Assume that $\sqrt{3}$ is rational . Then this means that $\sqrt{3} = \frac{p}{q}$ where $p$ and $q \neq 0$ are integers in their lowest terms. That is to say that $\gcd(p,q) =1$

Now square both sides to get $3 = \frac{p^2}{q^2} \implies 3q^2 = p^2$

Now clearly, $3 \mid p^2$ but since $3$ is prime then $3 \mid p$.

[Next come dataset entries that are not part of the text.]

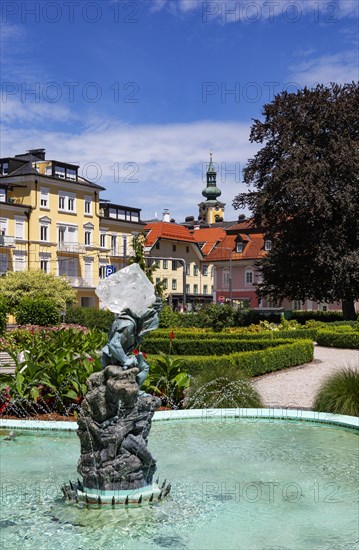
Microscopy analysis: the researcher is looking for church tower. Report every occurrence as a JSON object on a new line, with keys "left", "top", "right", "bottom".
{"left": 198, "top": 153, "right": 225, "bottom": 224}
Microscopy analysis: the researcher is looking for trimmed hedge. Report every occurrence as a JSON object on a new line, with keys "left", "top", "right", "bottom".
{"left": 148, "top": 340, "right": 314, "bottom": 377}
{"left": 316, "top": 330, "right": 359, "bottom": 349}
{"left": 65, "top": 307, "right": 115, "bottom": 332}
{"left": 290, "top": 310, "right": 346, "bottom": 323}
{"left": 143, "top": 337, "right": 298, "bottom": 356}
{"left": 145, "top": 329, "right": 318, "bottom": 341}
{"left": 15, "top": 297, "right": 61, "bottom": 326}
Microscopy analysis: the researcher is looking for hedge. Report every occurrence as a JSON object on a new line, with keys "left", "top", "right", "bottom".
{"left": 290, "top": 310, "right": 346, "bottom": 323}
{"left": 144, "top": 329, "right": 318, "bottom": 341}
{"left": 65, "top": 307, "right": 115, "bottom": 332}
{"left": 316, "top": 330, "right": 359, "bottom": 349}
{"left": 147, "top": 340, "right": 314, "bottom": 377}
{"left": 144, "top": 337, "right": 302, "bottom": 356}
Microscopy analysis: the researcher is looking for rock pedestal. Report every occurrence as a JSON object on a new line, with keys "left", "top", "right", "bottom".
{"left": 62, "top": 365, "right": 170, "bottom": 506}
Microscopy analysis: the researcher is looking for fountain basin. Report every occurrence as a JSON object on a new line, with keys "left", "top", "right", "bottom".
{"left": 1, "top": 409, "right": 358, "bottom": 550}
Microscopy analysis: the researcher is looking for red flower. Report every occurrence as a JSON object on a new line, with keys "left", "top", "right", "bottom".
{"left": 89, "top": 357, "right": 94, "bottom": 363}
{"left": 133, "top": 349, "right": 139, "bottom": 355}
{"left": 170, "top": 331, "right": 175, "bottom": 341}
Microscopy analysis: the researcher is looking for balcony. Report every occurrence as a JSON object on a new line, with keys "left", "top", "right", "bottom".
{"left": 0, "top": 235, "right": 15, "bottom": 247}
{"left": 57, "top": 242, "right": 85, "bottom": 254}
{"left": 65, "top": 276, "right": 99, "bottom": 288}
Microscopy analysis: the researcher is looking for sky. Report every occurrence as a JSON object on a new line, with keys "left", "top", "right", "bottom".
{"left": 1, "top": 0, "right": 358, "bottom": 222}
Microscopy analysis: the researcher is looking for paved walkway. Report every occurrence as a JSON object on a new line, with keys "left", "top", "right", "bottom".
{"left": 252, "top": 346, "right": 359, "bottom": 409}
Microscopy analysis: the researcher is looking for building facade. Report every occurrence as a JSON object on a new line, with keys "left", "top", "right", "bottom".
{"left": 0, "top": 149, "right": 145, "bottom": 307}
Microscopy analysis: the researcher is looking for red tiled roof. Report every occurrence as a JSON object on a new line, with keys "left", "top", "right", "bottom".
{"left": 190, "top": 227, "right": 226, "bottom": 256}
{"left": 145, "top": 222, "right": 198, "bottom": 247}
{"left": 206, "top": 232, "right": 266, "bottom": 262}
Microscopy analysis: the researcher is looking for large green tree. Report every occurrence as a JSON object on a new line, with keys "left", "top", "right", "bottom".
{"left": 0, "top": 270, "right": 76, "bottom": 313}
{"left": 233, "top": 83, "right": 359, "bottom": 320}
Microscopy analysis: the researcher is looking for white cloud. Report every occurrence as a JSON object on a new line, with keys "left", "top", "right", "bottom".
{"left": 289, "top": 51, "right": 359, "bottom": 87}
{"left": 1, "top": 120, "right": 257, "bottom": 221}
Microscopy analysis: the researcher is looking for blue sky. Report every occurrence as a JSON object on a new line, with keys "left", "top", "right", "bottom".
{"left": 1, "top": 0, "right": 358, "bottom": 221}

This is because of euclid's lemma that states that if $p$ is prime and $p$ divides $ab$ then $p$ divides $a$ or $p$ divides $b$. And so here we have $3 \mid pp = p^2$ and so $3 \mid p$

Now $3k = p$ for some integer $k$ right and so $3q^2 = (3k)^2$ and so $3q^2 = 3(3k^2)$ and so $q^2 = 3k^2$ and so $3 \mid q^2$, however $3$ is prime so $3 \mid q$ and so now we have $3 \mid q$ and $3 \mid p$ which contradicts the fact that $\gcd(p,q)=1$ and so our assumption that $\sqrt{3}$ is rational is false and hence it must be irrational

The general case : If $a,b,c,d$ are positive integers with $GCD(a.b)=1=GCD(c,d)$ then $(a/b)^{c/d}$ is irrational unless $a$ and $b$ are $d$-th powers of positive integers.PROOF: Suppose $(a/b)^{c/d}=e/f$ where $f,g$ are positive integers and $GCD(f,g)=1$. Then $a^cf^d=b^ce^d$. We now apply a result (which one book called the "fundamental theorem of arithmetic"), that if $x,y,z$ are non-zero integers where $x$ divides $yz$ and $GCD(x.y)=1$ then $x$ divides $z$. Firstly, this implies that $GCD(a^c,b^c)=1=GCD(f^d,e^d)$. Secondly, applying the theorem with $x=a^c,y=b^c,z=e^d$, we have: $a^c$ divides $e^d$,but applying it with $x=e^d,y=f^d,z=a^c$, we have: $e^d$ divides $a^c$. So $a^c=e^d$.Now since $a^c.f^d=b^c.e^d$ and $a^c=e^d$, we also have $f^d=b^c$.Finally another consequence of the above theorem is that if $x$ is both a $c$-th power and a $d$-th power with $.GCD(c.d)=1$, then $x$ is a $cd$-th power. Applying this with $x=a^c$,and also with $x=b^c$, we know there are positive integers $u,v$ where $a^c=u^{cd}$ and $.b^c=v^{cd}$. So $a=u^d$ and $b=v^d$. QED.